Mexico could be an inspiration for Indian Netas too.. The " Pact for Mexico"( Pacto por Mexico), an agreement signed in December 2012 by the four major political parties of the country committing support to vital policies and reforms of national importance is a model for Indian political leaders. The Pact has brought together the ruling centre-left Instituitional Revolutionary Party(PRI) and the three principal opposition parties; the leftist PRD party, the Conservative  PAN ( which was ousted from power in 2012 after two terms) and the Green Party which joined the Pact in January 2013. The political parties came together for the Pact after the realization that the polarization of politics had weakened the country alarmingly. The 95- point agenda of the pact ranges from tax overhaul to barring junk food in schools. The Pact has already helped in passing legislative bills to reform the educational system; a legal reform to strip public officials of immunity from criminal prosecution; a telecommunications bill that limits the quasi-monopolistic powers of the country's biggest telephone company, controlled by Carlos Slim, the world's richest man. A  tax reform bill has just been presented in the Congress. Electoral and energy reforms are the next to follow. 

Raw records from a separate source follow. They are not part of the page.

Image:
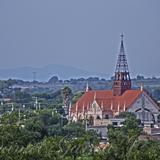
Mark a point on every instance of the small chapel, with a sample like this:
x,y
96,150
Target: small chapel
x,y
101,105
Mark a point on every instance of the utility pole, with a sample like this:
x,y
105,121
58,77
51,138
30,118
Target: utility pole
x,y
34,76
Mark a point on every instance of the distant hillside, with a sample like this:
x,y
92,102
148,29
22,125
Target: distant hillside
x,y
44,73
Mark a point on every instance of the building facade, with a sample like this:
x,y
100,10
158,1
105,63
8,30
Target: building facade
x,y
100,106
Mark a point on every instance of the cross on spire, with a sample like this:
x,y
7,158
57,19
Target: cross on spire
x,y
122,80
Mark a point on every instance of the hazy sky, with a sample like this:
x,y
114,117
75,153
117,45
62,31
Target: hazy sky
x,y
80,33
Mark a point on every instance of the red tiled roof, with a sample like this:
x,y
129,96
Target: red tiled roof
x,y
105,100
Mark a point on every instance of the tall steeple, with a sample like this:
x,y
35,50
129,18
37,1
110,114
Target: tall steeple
x,y
122,81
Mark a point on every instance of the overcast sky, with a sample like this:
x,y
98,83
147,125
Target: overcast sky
x,y
80,33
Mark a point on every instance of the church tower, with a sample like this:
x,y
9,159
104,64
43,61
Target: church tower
x,y
122,81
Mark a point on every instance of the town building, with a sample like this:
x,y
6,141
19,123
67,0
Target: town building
x,y
101,106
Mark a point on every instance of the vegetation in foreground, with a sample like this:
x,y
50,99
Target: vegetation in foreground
x,y
46,135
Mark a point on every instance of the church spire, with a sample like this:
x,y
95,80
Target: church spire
x,y
122,80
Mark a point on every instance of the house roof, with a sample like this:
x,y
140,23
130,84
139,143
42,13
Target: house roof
x,y
106,100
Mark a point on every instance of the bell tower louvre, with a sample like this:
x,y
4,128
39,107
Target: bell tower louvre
x,y
122,81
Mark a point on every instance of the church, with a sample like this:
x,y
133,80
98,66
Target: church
x,y
99,106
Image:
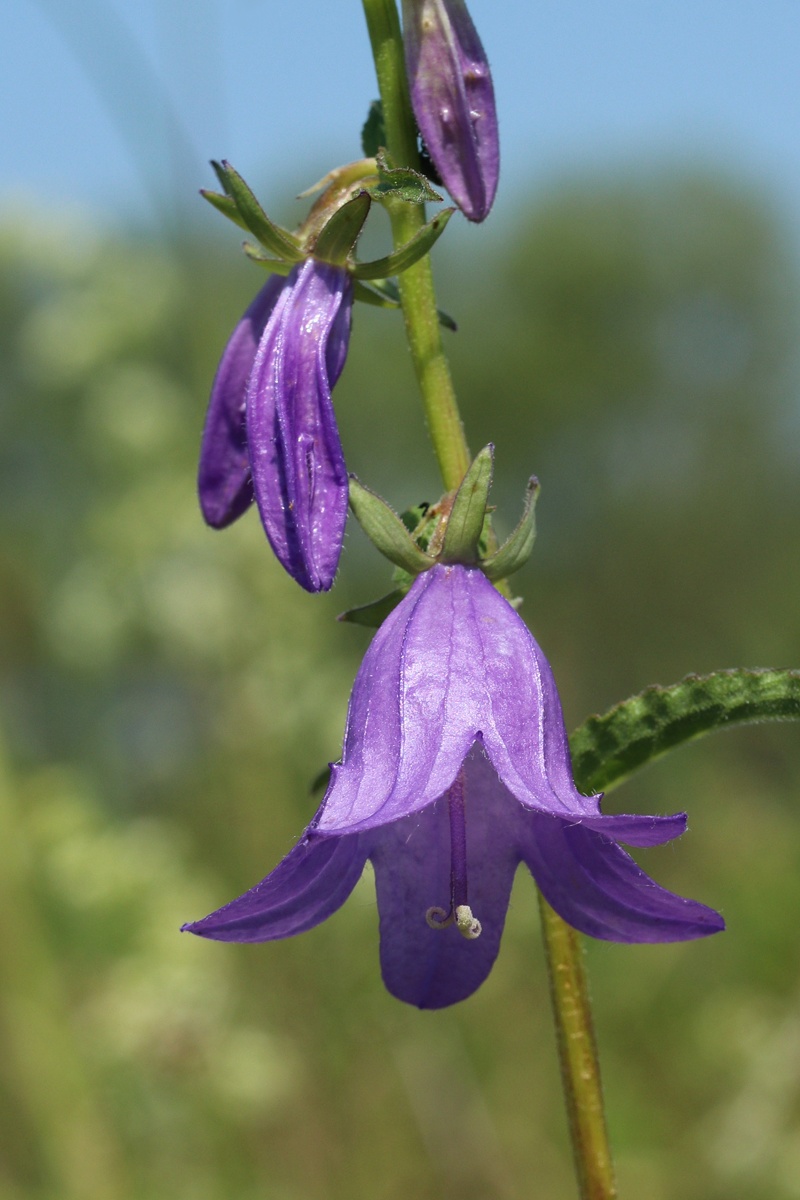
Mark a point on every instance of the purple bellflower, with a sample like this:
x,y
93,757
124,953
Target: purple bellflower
x,y
456,768
270,432
453,100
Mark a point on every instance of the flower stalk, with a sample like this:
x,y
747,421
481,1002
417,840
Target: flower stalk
x,y
571,1005
577,1056
416,289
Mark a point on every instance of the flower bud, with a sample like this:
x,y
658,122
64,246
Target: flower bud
x,y
453,100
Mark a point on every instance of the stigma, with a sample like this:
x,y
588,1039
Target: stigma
x,y
459,913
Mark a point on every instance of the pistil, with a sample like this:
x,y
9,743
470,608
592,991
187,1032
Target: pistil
x,y
459,913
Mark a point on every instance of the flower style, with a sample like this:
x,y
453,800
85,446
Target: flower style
x,y
453,100
270,432
455,769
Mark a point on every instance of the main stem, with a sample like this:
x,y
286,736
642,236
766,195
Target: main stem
x,y
571,1008
417,294
578,1056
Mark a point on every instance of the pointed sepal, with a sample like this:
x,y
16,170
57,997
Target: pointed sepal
x,y
337,239
271,237
386,531
408,255
517,549
373,615
373,135
224,204
468,511
256,255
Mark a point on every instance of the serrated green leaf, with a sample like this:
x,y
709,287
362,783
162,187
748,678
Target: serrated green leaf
x,y
385,529
373,135
373,615
468,511
275,239
607,749
411,252
223,204
518,547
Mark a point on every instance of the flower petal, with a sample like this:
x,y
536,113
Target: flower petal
x,y
435,967
307,887
451,664
599,889
299,473
638,831
224,480
453,100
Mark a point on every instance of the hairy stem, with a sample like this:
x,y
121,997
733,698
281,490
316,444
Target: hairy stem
x,y
578,1056
416,288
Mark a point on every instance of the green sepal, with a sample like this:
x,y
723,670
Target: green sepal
x,y
270,235
373,135
607,749
338,237
468,511
373,615
385,294
265,261
401,184
224,204
408,255
518,547
385,529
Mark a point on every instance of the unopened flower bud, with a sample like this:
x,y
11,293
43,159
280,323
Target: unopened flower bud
x,y
453,100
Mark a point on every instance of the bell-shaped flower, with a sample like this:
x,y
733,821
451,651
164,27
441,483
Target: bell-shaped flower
x,y
271,432
453,100
455,769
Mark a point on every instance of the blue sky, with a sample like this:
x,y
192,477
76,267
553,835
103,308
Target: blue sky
x,y
109,102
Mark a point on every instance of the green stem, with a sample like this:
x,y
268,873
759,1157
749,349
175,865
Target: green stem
x,y
571,1008
578,1056
416,288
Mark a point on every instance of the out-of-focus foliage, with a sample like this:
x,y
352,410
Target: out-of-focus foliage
x,y
168,696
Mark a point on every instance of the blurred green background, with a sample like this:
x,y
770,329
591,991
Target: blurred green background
x,y
167,696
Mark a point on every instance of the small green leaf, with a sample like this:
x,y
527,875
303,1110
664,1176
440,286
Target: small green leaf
x,y
385,529
270,235
372,295
385,294
223,204
401,184
607,749
341,233
373,135
468,513
373,615
518,547
401,259
265,261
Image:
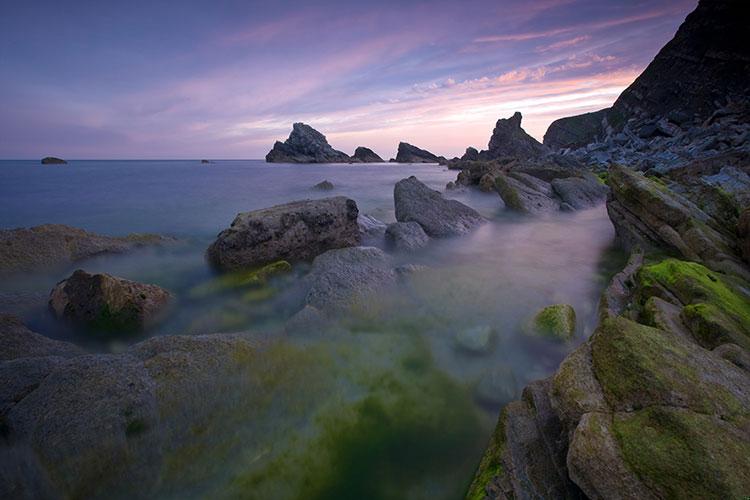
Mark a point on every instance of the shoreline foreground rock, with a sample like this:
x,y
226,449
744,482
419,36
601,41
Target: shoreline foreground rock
x,y
295,231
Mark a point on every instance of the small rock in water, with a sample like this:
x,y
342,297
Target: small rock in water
x,y
497,386
107,303
324,186
477,340
556,322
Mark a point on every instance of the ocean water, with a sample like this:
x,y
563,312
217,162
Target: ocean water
x,y
386,405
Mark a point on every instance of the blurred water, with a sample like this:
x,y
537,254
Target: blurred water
x,y
496,277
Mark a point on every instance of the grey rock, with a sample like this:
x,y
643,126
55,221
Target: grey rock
x,y
108,303
305,145
299,230
52,246
406,236
438,216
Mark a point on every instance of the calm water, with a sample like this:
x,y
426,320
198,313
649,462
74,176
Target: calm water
x,y
385,405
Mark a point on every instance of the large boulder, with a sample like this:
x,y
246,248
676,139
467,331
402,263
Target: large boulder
x,y
366,155
438,216
305,145
406,236
300,230
412,154
51,246
509,139
108,303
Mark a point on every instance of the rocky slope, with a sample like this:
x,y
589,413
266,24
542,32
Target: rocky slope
x,y
305,145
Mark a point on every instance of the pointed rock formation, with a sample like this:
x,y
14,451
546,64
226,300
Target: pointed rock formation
x,y
305,145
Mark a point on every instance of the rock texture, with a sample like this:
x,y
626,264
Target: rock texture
x,y
299,230
439,217
54,246
412,154
107,303
366,155
509,139
305,145
52,160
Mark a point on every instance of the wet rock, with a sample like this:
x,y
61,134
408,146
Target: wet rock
x,y
53,246
556,322
299,230
509,139
17,341
108,303
324,186
340,279
305,145
52,160
406,236
475,340
438,216
412,154
366,155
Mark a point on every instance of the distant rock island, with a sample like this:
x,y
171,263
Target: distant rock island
x,y
412,154
53,160
307,145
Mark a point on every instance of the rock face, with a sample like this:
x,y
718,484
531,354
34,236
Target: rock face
x,y
54,245
412,154
366,155
305,145
294,231
52,160
438,217
107,303
509,139
406,236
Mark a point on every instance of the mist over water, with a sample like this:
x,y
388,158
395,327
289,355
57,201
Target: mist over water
x,y
385,399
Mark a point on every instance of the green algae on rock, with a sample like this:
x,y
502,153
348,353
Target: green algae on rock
x,y
556,322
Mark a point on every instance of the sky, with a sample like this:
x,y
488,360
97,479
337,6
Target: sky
x,y
225,79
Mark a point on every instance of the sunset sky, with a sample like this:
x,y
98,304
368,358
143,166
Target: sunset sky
x,y
221,79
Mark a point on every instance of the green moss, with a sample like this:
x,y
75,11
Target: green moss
x,y
715,309
557,322
508,193
241,280
682,454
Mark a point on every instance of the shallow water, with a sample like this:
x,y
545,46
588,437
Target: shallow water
x,y
386,405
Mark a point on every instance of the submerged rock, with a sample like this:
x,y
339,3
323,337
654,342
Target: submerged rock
x,y
300,230
53,246
406,236
366,155
305,145
412,154
556,322
52,160
438,216
107,303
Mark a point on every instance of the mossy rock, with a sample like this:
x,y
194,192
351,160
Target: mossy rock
x,y
253,278
679,453
557,322
716,308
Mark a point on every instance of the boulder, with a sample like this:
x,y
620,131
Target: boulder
x,y
107,303
439,217
366,155
295,231
509,139
305,145
52,246
52,160
324,186
406,236
347,277
556,322
412,154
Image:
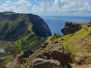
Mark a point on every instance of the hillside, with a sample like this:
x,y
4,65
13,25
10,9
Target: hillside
x,y
20,32
68,51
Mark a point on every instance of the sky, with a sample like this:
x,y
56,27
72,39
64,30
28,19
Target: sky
x,y
47,7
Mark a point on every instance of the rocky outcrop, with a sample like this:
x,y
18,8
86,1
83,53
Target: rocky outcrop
x,y
43,63
14,25
70,28
56,57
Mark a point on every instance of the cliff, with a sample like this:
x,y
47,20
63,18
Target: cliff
x,y
14,25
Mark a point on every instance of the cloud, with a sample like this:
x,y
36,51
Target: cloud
x,y
46,6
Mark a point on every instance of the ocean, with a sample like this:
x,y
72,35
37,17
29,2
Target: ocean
x,y
56,23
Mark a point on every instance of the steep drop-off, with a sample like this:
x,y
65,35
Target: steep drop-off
x,y
14,25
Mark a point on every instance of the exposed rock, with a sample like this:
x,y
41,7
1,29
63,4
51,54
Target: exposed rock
x,y
43,63
15,25
56,53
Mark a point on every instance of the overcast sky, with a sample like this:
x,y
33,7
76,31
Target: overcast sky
x,y
47,7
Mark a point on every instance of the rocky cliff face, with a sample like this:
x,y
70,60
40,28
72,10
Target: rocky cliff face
x,y
14,25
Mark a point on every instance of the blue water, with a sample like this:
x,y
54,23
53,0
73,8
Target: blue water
x,y
56,23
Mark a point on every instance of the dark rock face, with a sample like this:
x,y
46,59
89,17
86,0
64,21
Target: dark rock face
x,y
70,28
14,25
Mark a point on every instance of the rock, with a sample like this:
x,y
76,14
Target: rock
x,y
56,53
43,63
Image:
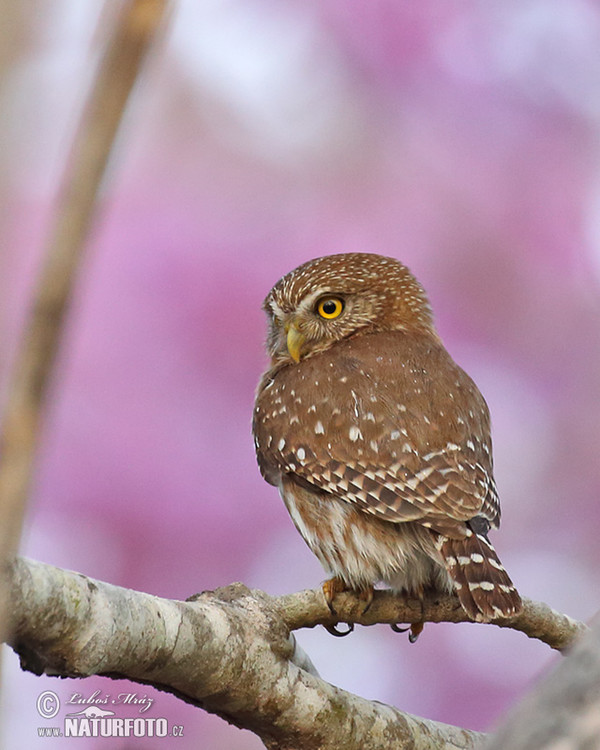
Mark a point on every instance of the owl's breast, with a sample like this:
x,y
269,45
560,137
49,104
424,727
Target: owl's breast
x,y
385,398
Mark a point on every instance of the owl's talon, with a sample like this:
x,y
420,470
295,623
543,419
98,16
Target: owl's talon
x,y
414,634
339,633
366,595
415,630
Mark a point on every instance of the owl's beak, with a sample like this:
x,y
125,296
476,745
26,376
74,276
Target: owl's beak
x,y
295,341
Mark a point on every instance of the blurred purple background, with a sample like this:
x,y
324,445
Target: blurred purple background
x,y
460,138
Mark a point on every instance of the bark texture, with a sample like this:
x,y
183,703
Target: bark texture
x,y
232,652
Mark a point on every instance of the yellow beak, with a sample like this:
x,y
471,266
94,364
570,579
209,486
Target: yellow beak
x,y
295,341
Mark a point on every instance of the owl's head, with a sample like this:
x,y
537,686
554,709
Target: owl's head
x,y
332,298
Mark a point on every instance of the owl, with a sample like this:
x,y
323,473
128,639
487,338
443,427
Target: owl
x,y
378,442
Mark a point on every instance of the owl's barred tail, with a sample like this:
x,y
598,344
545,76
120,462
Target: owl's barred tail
x,y
483,586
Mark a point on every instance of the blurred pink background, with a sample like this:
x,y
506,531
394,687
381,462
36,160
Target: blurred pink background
x,y
460,138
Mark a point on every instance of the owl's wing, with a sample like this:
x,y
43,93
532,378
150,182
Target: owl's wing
x,y
400,461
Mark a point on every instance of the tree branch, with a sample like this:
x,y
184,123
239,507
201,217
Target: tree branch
x,y
537,620
231,652
134,32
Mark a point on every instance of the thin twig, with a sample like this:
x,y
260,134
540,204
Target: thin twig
x,y
130,40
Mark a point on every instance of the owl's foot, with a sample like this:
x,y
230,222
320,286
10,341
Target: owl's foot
x,y
415,630
417,627
339,633
336,585
332,587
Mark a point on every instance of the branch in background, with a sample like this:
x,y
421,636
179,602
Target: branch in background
x,y
231,652
131,39
563,712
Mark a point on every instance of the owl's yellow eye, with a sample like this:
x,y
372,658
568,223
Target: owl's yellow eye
x,y
330,307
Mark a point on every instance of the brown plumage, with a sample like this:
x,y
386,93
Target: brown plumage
x,y
378,442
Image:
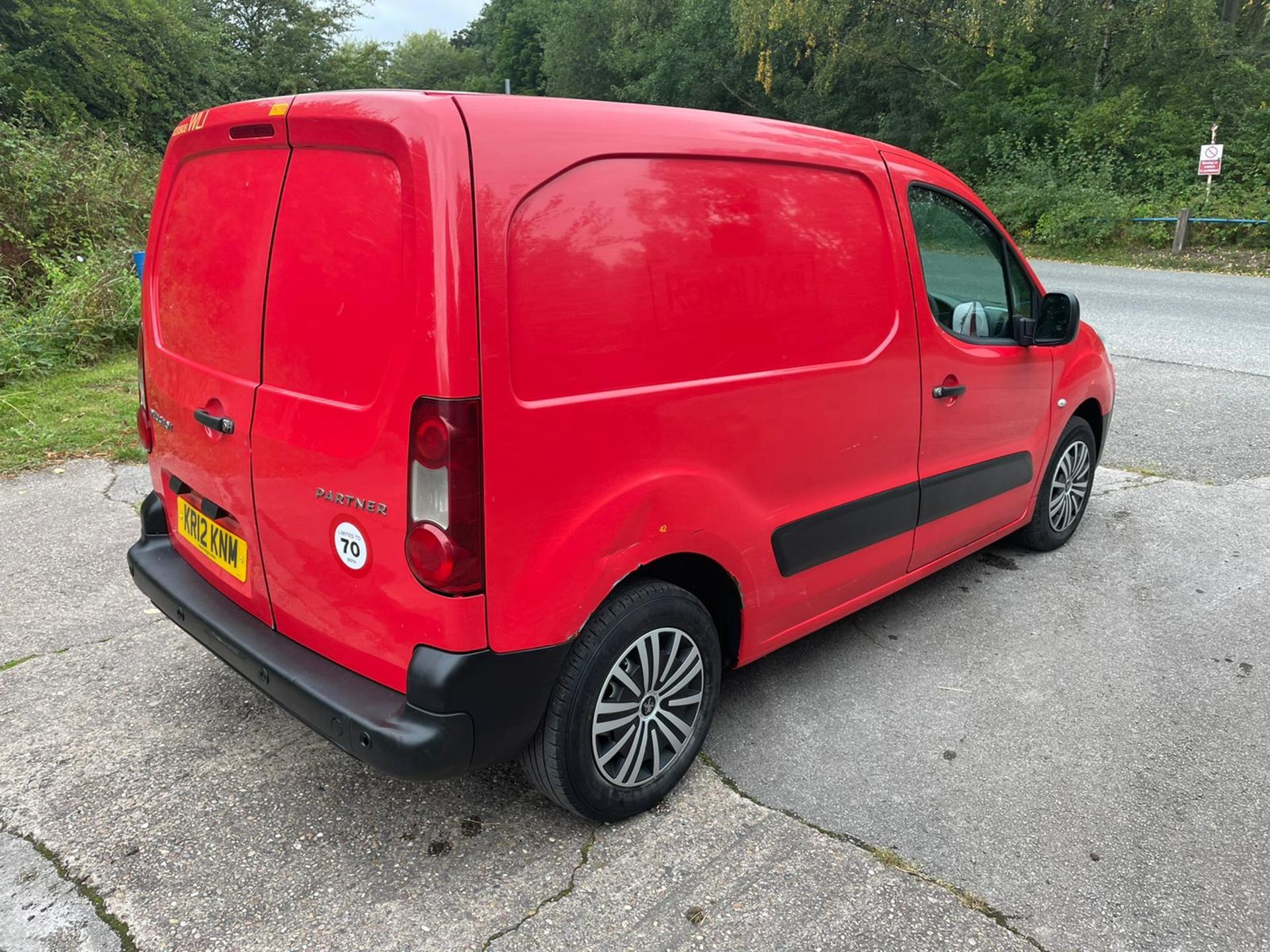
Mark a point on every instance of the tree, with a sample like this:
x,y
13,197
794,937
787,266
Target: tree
x,y
431,61
273,48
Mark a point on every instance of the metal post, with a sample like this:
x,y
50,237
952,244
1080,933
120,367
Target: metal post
x,y
1208,190
1180,231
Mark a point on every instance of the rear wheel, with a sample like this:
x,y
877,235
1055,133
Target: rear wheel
x,y
1066,492
632,706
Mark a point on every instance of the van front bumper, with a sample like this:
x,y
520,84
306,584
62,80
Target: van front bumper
x,y
460,711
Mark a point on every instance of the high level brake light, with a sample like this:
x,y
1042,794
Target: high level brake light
x,y
444,542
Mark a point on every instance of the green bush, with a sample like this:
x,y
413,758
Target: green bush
x,y
73,202
85,310
1054,196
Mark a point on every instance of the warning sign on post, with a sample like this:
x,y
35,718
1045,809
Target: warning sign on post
x,y
1210,159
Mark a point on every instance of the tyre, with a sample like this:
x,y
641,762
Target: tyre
x,y
632,706
1066,492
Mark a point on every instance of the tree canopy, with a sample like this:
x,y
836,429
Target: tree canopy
x,y
1058,106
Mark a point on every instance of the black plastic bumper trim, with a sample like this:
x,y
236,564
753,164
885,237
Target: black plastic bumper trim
x,y
362,717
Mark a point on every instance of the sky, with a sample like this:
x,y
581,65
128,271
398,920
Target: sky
x,y
390,19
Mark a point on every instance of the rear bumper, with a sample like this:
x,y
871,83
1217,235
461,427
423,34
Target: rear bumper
x,y
460,710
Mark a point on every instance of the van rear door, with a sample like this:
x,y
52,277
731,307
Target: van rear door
x,y
371,305
205,280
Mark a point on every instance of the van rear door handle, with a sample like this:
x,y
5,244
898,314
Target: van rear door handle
x,y
222,424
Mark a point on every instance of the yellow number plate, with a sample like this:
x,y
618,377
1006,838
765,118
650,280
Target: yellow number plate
x,y
222,546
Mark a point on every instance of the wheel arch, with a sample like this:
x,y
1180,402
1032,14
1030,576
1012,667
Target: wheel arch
x,y
1091,412
715,587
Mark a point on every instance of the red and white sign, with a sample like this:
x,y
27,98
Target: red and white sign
x,y
1210,159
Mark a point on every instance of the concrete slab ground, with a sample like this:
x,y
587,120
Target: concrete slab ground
x,y
1024,752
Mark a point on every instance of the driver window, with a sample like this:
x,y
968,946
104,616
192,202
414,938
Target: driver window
x,y
966,278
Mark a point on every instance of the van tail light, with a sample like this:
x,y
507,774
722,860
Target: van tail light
x,y
145,429
444,536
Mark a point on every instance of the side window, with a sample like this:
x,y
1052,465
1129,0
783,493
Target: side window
x,y
963,266
1020,288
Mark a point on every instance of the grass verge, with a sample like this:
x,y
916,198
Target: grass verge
x,y
1221,260
88,412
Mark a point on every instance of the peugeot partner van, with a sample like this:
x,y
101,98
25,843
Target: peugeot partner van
x,y
495,427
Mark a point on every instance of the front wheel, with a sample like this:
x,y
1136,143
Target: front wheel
x,y
632,706
1066,492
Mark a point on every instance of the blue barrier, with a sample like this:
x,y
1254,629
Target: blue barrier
x,y
1212,221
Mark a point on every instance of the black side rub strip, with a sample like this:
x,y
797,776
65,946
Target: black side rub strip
x,y
831,534
960,489
846,528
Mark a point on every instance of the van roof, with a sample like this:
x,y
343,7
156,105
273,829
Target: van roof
x,y
648,118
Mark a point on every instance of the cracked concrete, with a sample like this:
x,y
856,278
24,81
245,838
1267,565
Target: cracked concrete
x,y
42,909
1024,752
573,879
64,556
1076,735
206,818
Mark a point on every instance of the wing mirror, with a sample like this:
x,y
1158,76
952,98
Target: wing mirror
x,y
1056,325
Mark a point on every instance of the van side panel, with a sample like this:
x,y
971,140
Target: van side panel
x,y
700,346
371,305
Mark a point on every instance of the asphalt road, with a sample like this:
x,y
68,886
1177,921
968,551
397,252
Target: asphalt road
x,y
1061,750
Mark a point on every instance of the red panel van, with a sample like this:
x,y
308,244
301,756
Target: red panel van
x,y
492,427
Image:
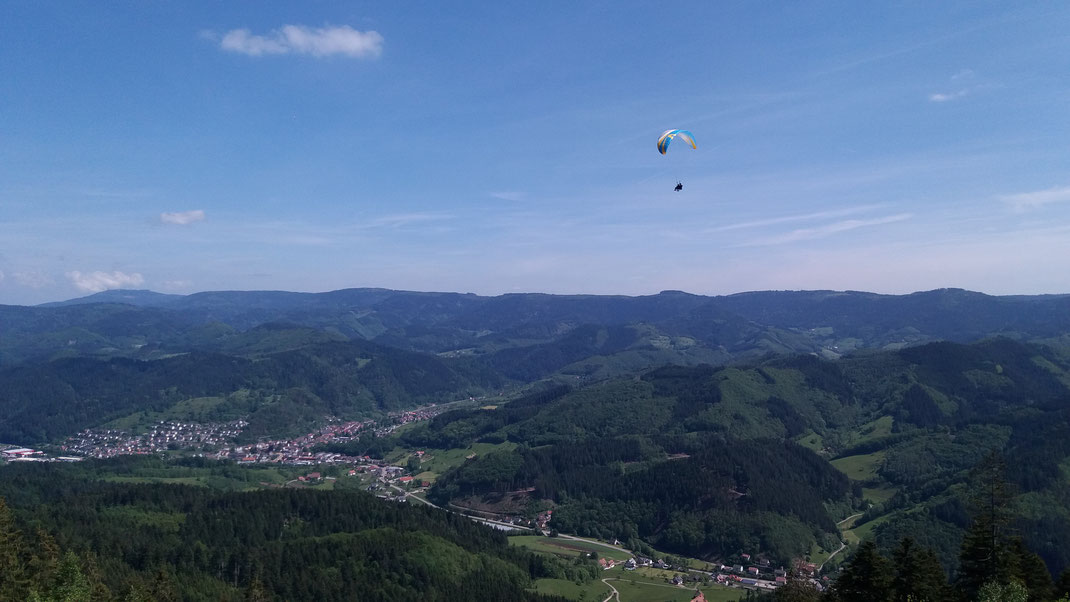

The Mexico Pact was an initiative by Enrique Penha Nieto the dynamic, young visionary who took over as President of Mexico on 1 December 2012. His party started the negotiations with the other parties as soon as he was elected in July 2012 and  signed the Pact on the second day after his inauguration.  Despite the ideological differences and clash of political interests, the leaders of the four parties meet regularly over Tequila and Tacos to reach consensus on policies of crucial national importance. The Economist magazine commended, "Mexico appears to have found the medicine for political gridlock" and commented,"plenty of Americans must have cast a jealous eye south of the border this year".  Wall Street Journal wrote, " At a time when politicians in Washington struggle to agree on anything, their Mexican counterparts sit down almost daily to talk about thorny issues". Understandably, tensions and conflicts between the parties and the protests by vested interests affected by reforms continue to pose challenges for the implementation of the Pact. But the Mexicans, in general, are encouraged by the new consensual approach of the parties and are optimistic that Mexico has a new future.
The Indian political parties need to learn from the constructive consensus of  "Pact for Mexico"and stop the destructive divide which has hindered reforms and development of India. The next Prime Minister in 2014 should start with a "Pact for India".